# Itty Bitty dolls patterns



## Dawn P (Jun 1, 2012)

http://bit.ly/12qd3Ob

This blog has lots of patterns for the Itty Bitty dolls. However they are all in French  Google translate page works to some degree but it is very literal and some of the instructions don't come across very clearly. However, I'm sure that they can't be much different from other patterns. The clothes are so pretty. Here is a pic of one of my favourites.


----------



## Pamick (Dec 31, 2012)

Aww that's really cute


----------



## vershi (Nov 25, 2012)

They are so lovely, thanks for the link, have translated a couple, tho one I don't think will work, but we can at least play with the ideas. :thumbup: :thumbup:


----------



## WaterFall (Oct 5, 2012)

Pretty


----------



## diobsession 2 (Jan 5, 2017)

Thank you for the link. I really like Berenguer dolls and the little ones just mean you can have more.


----------



## diobsession 2 (Jan 5, 2017)

Just clicked on the link and it tells me that the blog was deleted. Would you please check to see that you posted it correctly. I would really like the pattern for the cute little outfit you posted.
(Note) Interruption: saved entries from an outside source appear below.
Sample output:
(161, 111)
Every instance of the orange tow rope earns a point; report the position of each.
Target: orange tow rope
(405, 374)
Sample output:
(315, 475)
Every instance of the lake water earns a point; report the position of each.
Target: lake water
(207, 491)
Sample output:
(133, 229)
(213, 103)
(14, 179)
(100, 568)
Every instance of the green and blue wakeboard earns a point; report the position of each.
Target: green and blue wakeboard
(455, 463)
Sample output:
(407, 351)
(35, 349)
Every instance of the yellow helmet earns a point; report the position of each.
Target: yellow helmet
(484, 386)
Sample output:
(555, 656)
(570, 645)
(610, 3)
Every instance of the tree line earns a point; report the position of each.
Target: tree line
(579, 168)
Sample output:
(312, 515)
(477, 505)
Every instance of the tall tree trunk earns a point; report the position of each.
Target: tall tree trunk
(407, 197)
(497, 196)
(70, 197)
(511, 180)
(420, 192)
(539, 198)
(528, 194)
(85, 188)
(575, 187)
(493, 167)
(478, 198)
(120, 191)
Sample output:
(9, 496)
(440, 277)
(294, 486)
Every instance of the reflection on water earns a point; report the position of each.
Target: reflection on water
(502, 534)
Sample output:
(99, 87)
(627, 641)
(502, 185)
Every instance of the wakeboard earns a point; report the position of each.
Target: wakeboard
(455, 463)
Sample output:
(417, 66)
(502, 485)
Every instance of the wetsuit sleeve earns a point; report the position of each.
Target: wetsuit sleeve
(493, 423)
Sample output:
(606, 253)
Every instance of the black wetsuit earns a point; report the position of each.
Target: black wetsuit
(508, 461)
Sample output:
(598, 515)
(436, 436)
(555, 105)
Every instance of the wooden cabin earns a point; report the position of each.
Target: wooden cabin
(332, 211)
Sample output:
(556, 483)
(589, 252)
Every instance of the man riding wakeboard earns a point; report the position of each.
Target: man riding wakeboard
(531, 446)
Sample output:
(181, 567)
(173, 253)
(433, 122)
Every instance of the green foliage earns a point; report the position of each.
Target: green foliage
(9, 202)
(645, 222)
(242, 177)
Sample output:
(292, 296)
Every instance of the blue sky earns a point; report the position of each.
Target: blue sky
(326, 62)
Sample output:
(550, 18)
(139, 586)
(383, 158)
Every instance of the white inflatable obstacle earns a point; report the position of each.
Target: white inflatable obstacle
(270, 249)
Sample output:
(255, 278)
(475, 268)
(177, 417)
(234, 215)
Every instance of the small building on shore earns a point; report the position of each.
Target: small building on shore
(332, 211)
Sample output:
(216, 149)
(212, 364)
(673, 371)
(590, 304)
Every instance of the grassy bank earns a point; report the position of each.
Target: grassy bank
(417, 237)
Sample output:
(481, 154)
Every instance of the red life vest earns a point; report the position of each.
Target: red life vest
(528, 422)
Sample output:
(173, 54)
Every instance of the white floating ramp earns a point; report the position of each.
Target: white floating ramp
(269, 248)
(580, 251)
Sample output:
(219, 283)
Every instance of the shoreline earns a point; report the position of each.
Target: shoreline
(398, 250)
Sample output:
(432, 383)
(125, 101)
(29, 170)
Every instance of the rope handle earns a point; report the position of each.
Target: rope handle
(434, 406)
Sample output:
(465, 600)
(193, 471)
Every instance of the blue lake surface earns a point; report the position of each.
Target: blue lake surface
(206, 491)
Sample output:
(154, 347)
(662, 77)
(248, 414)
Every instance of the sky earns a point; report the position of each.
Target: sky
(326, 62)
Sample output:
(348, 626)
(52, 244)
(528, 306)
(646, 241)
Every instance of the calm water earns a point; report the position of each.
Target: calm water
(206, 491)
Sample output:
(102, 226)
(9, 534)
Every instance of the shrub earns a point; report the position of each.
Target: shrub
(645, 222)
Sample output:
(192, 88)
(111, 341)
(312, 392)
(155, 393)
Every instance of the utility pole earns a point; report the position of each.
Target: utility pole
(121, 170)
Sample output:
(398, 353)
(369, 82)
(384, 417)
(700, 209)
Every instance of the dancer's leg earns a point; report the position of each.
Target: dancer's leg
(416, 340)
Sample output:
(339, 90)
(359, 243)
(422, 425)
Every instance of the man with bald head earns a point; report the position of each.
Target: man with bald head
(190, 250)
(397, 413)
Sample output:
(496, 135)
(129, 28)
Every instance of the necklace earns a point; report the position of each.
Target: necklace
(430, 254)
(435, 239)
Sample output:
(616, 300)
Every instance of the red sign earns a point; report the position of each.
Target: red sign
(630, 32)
Thanks


----------



## Dawn P (Jun 1, 2012)

diobsession 2 said:


> Just clicked on the link and it tells me that the blog was deleted. Would you please check to see that you posted it correctly. I would really like the pattern for the cute little outfit you posted. Thanks


Hi - my original post was back in 2013. The blog has since been deleted. It's possible the internet archive wayback machine may have some of the pages archived. Click on this link http://archive.org/web/ and then paste the url of the webpage you're looking for into the search box. If the page was crawled and archived, you might get some of the patterns.


----------



## diobsession 2 (Jan 5, 2017)

no luck

Thanks anyway


----------